The roadblocks to healthy houseplantsHouseplants have always been a challenge for me. I can’t seem to remember to water them regularly and the dryness of our Minnesota winters really challenges the health of even the hardiest of my plants.
By: By Robin Trott, Extension Educator, Alexandria Echo Press
Houseplants have always been a challenge for me. I can’t seem to remember to water them regularly and the dryness of our Minnesota winters really challenges the health of even the hardiest of my plants. If you have a house full of plants, or just a few treasures, here are a few tips to keeping your houseplants healthy this season.
Light is the greatest limiting factor to growing houseplants indoors. Foliage plants need 12 to 16 hours per day of sunlight. African violets need 12 to 14 hours per day. Plants suffering from insufficient light are weak, spindly and sparse with long spaces between their leaves. Flowering plants do not bloom and variegated plants may revert to solid green. If the plant gets too much light, leaves may curl and turn brown, or fade to a lighter color.
Improper watering, particularly over-watering, is the biggest killer of houseplants. Under-watered houseplants will turn brown, wilt and eventually die. Over-watered plant’s leaves turn yellow and drop. They will also wilt, even when the soil is wet. To determine whether your plant needs water, stick your finger in the soil up to your first knuckle. If the soil at your fingertip feels dry, water your plant; if it feels moist; don’t water. Use room temperature water and allow water to run through the pot and out the bottom drainage holes. Never allow a plant to sit in water for more than 10 minutes.

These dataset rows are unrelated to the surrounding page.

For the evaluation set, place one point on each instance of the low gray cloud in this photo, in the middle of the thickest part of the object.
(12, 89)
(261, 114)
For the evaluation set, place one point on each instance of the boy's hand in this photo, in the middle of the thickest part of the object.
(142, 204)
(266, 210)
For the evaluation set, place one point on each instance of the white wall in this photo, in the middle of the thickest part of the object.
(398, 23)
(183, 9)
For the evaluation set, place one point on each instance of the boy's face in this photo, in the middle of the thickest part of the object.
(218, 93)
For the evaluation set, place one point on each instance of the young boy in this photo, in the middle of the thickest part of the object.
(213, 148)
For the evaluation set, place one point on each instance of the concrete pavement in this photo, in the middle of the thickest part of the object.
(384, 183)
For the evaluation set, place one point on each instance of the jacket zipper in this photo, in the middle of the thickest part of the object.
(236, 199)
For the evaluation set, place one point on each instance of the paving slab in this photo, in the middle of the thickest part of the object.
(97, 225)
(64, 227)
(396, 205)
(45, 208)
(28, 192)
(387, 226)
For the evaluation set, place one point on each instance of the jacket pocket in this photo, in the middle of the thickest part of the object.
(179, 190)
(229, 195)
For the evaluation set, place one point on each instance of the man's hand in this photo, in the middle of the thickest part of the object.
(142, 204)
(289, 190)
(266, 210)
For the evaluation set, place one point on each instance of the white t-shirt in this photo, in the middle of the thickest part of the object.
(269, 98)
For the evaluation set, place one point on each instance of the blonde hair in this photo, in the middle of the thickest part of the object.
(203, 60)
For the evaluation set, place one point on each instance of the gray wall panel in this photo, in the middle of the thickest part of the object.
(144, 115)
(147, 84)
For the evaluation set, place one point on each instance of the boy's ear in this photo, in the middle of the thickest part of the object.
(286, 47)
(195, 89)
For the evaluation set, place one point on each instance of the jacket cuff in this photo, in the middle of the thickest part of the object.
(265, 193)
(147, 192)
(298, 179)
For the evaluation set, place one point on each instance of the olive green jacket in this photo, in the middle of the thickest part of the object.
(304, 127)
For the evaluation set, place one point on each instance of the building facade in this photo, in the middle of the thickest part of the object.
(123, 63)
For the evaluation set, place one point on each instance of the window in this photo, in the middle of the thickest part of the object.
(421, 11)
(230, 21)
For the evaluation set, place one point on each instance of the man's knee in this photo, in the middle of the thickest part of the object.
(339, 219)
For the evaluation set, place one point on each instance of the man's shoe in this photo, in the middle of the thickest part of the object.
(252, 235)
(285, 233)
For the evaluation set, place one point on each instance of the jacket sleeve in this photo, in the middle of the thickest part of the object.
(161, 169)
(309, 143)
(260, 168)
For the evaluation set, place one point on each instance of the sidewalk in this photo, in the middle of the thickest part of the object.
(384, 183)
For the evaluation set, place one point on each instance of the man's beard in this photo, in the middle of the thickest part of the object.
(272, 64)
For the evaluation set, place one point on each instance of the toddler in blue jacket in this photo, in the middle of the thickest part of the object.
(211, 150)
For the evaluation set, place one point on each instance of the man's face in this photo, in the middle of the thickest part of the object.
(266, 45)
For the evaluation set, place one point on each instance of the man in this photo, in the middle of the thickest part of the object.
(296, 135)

We tend to kill our plants with kindness, giving them way more fertilizer than they need. During the growing season (May-September) feed your plant every 14 days with half strength liquid soluble fertilizer. If plants are grown under fluorescent lights, you may need to fertilize year round. Plants that have been over fertilized exhibit the following symptoms: hard, stunted growth, burned leaf margins, poorly shaped leaves, wilted plants, even though the soil is wet.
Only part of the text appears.